The mean age was 52 (27-77) years. Thirty-five percent of patients had at least one cardiovascular risk factor and 64% received anthracyclines based chemotherapy. Radiotherapy was delivered to the thoracic wall in 54% and 45%, and to the remaining breast in 46% and 55% of patients, respectively for the right and left-sided breast cancer irradiation. Bilateral internal mammary chain (IMC) RT was performed in 36% of cases. The mean MHD was 3.62 (EQD2=4.11) Gy, ranging between 1.92 and 5.93 Gy.

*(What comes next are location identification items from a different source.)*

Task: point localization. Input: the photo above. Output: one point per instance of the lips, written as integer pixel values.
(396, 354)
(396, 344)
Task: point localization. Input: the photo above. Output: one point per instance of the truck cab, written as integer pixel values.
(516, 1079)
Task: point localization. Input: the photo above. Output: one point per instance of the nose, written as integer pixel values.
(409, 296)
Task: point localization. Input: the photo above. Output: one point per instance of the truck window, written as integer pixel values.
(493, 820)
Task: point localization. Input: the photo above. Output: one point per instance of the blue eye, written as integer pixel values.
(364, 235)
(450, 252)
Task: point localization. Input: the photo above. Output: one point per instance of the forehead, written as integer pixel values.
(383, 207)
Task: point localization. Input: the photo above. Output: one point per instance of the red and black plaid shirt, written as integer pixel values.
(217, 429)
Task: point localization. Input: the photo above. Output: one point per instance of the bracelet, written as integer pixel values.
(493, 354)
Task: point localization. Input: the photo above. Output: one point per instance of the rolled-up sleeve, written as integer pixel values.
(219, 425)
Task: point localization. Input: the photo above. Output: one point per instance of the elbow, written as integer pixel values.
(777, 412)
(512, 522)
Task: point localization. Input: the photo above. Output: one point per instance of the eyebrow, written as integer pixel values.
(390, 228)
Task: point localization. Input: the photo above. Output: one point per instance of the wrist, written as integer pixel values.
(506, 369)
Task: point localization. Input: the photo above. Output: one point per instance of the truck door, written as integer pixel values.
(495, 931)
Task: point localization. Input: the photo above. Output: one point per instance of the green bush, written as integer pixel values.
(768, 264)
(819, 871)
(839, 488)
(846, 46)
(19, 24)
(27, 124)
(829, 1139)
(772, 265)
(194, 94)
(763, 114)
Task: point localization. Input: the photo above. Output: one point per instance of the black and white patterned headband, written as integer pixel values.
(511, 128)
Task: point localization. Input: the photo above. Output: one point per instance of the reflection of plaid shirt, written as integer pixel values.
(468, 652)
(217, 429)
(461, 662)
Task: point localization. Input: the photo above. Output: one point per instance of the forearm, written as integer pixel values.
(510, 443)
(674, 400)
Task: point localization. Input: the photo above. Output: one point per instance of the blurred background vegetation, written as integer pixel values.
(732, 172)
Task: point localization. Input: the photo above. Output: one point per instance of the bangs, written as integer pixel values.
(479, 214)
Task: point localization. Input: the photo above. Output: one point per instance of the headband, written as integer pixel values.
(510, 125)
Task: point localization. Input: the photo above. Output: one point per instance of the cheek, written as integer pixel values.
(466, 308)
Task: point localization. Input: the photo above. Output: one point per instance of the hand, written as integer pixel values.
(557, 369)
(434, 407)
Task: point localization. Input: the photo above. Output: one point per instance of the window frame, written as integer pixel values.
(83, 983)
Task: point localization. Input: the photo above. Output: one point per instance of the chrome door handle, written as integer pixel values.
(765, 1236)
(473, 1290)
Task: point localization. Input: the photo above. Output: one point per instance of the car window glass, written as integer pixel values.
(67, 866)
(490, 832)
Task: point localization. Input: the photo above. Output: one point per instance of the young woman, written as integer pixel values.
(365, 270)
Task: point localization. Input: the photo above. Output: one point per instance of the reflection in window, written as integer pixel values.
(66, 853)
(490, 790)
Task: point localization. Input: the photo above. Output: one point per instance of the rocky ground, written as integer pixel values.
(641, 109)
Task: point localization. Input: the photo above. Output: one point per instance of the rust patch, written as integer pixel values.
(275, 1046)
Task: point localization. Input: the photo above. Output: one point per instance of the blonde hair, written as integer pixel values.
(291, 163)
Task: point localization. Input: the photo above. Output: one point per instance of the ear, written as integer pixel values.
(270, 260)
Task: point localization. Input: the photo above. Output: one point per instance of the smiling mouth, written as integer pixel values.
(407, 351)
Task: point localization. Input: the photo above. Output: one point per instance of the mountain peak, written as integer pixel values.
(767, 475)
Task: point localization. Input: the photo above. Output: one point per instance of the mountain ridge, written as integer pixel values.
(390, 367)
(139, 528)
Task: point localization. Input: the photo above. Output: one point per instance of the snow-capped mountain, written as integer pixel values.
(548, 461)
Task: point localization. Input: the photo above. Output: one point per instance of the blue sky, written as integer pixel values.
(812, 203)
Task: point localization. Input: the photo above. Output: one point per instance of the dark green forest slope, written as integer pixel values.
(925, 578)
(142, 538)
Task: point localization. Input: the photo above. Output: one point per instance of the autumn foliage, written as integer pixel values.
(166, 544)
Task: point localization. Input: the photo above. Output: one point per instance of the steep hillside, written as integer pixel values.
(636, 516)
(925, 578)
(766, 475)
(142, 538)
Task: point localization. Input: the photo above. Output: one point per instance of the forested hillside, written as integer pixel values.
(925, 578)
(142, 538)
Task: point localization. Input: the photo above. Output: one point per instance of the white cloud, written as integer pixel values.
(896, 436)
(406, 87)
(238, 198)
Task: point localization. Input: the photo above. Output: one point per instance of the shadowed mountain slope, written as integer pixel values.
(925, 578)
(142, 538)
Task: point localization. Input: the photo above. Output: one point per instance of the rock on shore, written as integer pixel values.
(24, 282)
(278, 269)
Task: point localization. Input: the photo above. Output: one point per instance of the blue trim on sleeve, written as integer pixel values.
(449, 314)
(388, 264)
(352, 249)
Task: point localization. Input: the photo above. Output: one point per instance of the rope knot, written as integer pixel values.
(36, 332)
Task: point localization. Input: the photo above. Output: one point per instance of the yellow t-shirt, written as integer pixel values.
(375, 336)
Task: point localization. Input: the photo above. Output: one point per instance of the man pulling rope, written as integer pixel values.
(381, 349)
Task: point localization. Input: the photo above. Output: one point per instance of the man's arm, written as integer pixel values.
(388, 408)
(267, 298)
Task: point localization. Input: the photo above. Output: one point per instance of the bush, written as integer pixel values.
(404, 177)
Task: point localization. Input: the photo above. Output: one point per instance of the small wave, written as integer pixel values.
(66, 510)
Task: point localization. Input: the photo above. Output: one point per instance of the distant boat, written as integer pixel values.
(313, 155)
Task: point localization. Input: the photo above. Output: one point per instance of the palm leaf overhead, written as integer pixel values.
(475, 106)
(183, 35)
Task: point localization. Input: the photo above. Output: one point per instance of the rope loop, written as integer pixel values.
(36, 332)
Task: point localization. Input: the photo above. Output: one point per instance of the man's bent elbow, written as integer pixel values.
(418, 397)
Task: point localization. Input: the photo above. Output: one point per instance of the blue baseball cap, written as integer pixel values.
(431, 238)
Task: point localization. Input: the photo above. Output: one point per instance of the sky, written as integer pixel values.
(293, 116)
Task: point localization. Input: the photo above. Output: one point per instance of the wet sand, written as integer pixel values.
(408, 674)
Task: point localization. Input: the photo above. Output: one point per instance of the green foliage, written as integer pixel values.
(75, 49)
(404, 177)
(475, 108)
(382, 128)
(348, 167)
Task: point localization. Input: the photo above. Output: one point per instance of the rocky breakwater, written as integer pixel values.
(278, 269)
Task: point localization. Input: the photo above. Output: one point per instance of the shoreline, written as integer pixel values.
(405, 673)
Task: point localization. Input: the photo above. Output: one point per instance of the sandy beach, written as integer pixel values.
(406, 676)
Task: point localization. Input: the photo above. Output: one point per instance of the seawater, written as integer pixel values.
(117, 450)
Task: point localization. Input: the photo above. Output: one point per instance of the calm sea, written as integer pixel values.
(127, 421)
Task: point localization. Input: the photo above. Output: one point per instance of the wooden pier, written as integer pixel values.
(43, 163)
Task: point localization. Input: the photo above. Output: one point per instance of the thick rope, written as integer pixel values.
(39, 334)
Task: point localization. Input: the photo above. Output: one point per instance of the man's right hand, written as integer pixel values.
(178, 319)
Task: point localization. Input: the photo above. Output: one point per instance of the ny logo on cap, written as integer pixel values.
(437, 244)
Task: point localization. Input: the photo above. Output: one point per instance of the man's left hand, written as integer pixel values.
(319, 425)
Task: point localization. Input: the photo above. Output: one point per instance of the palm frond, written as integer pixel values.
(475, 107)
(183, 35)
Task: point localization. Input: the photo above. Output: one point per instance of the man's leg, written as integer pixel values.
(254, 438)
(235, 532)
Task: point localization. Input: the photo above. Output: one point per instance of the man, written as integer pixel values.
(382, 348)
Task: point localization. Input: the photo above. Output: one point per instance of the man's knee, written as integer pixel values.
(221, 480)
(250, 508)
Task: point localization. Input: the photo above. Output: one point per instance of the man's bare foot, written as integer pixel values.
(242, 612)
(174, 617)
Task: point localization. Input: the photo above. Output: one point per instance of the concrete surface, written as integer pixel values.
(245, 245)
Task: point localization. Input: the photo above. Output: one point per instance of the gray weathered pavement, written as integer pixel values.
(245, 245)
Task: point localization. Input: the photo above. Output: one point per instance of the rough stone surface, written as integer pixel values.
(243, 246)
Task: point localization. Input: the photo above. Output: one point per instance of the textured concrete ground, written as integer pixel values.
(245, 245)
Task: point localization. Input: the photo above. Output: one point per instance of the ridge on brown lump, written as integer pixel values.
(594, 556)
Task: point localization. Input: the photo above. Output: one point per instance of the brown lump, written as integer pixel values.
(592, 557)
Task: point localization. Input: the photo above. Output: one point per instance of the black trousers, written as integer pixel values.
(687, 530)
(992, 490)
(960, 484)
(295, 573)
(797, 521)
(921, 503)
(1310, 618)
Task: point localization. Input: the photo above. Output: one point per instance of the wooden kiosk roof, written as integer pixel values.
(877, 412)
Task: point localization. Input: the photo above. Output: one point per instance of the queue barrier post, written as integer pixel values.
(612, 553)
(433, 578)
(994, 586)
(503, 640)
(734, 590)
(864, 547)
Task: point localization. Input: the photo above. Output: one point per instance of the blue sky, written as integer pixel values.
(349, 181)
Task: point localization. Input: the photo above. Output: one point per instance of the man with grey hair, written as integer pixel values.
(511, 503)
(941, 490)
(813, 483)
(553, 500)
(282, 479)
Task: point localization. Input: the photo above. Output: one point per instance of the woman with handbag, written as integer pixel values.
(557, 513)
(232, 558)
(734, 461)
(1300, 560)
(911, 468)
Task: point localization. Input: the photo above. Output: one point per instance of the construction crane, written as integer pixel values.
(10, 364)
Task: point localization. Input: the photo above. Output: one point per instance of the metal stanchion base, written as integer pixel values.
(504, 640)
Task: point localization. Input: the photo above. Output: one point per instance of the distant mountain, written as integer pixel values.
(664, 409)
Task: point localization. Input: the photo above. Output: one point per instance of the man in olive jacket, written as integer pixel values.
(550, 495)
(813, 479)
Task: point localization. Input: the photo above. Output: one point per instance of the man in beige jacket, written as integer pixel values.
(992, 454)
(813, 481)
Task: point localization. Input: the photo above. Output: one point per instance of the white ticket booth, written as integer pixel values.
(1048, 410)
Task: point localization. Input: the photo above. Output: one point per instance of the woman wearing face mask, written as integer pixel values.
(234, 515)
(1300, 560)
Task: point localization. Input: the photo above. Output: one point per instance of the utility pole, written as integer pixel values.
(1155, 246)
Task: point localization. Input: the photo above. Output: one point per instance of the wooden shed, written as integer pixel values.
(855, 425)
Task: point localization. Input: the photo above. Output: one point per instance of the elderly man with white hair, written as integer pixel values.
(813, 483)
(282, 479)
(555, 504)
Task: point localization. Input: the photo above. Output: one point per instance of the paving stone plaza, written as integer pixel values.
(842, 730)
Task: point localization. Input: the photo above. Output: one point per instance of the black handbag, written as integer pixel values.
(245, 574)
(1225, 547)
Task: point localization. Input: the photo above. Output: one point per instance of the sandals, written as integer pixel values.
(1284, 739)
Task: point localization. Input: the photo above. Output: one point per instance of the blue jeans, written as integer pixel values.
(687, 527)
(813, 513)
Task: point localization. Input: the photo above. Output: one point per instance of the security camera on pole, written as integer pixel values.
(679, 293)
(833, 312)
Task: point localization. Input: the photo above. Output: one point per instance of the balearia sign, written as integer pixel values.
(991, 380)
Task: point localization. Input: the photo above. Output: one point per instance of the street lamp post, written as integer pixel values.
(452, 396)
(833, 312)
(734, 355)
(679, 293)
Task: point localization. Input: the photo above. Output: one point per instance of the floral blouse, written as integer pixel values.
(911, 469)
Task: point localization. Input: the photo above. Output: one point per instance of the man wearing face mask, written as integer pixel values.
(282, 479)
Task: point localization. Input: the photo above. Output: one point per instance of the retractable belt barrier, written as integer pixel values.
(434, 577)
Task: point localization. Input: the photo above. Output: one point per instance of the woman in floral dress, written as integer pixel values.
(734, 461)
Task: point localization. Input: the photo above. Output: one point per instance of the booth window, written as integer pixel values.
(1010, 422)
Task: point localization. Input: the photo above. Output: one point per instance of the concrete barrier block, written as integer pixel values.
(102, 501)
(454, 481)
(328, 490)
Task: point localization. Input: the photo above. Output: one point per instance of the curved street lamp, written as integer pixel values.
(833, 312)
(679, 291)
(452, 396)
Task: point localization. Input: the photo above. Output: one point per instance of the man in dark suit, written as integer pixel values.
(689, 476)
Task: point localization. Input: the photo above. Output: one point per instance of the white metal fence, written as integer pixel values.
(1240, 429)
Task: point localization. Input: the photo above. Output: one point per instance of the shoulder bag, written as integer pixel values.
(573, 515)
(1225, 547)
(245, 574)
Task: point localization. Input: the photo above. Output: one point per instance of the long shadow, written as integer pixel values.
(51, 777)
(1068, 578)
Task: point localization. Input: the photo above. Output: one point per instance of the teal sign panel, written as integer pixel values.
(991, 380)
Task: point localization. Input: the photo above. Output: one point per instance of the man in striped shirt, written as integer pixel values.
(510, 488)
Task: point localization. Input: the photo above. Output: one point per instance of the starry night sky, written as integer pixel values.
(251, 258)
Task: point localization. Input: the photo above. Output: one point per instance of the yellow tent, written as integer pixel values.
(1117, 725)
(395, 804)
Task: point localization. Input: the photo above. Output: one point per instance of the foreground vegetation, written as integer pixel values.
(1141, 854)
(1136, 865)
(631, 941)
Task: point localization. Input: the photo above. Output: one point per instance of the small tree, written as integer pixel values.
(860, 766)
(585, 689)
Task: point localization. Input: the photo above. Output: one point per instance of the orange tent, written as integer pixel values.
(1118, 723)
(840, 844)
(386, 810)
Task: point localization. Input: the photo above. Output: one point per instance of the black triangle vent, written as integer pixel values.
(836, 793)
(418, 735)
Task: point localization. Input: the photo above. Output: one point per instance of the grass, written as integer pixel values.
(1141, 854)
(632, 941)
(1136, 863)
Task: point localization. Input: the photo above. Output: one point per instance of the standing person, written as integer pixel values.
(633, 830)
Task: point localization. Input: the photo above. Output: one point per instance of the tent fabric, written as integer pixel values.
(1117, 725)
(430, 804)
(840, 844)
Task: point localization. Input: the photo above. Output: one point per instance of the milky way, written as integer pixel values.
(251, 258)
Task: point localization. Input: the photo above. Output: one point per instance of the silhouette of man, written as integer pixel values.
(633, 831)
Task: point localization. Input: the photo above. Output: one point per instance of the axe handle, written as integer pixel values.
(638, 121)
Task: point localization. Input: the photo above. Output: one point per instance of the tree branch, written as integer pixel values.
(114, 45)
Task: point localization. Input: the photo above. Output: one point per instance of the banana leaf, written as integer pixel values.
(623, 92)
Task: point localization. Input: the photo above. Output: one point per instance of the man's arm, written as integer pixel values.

Dose constraints to the heart (V5Gy, V20Gy and V25Gy) were respected in all treatment plans, except for one bilateral locoregional RT including the IMC where the V25Gy heart was 14.8%. The mean Dmax/Dmean were 3.52 (1.18-14.4) Gy / 2.38 (1.1-14.09) Gy and 5.82 (2.7-29.68) Gy/ 2.79 (1.95-9.1) Gy, respectively for the LM and RCA. Mean Dmax/Dmean to the LAD was 30.38 (2.19-49.14) Gy / 11.83 (3.17-30.95) Gy. The V40Gy to the LAD was above 1% for 13 patients, whereas V30Gy exceeded 2% in 50% of cases, reaching 30% for two patients. The mean Dmax to the LCx was 2.55 (1.25-14.9) Gy. High doses were delivered to the ventricles with mean Dmax/Dmean of 38.99 (5.05-51.1) Gy / 4.68 (2.04-7.69) Gy and 20.6 (4.74-36.53) Gy / 3.17 (2.15-5.55) Gy, respectively for the LV and RV. The V5Gy to the LV was above 17% for 25 patients (62.5%) and the V23 Gy to the LV exceeded 5% in 60% of cases.

Conclusion

Bilateral breast cancer RT yielded substantially high doses to all cardiac subvolumes. High point doses were reported to the LM and coronary arteries’ proximal segments, which are usually spared in unilateral breast cancer radiotherapy. Considering the potentially harmful subsequent clinical outcomes, bilateral breast cancer RT should be regarded as a high cardiac risk irradiation and heart sparing techniques should be used.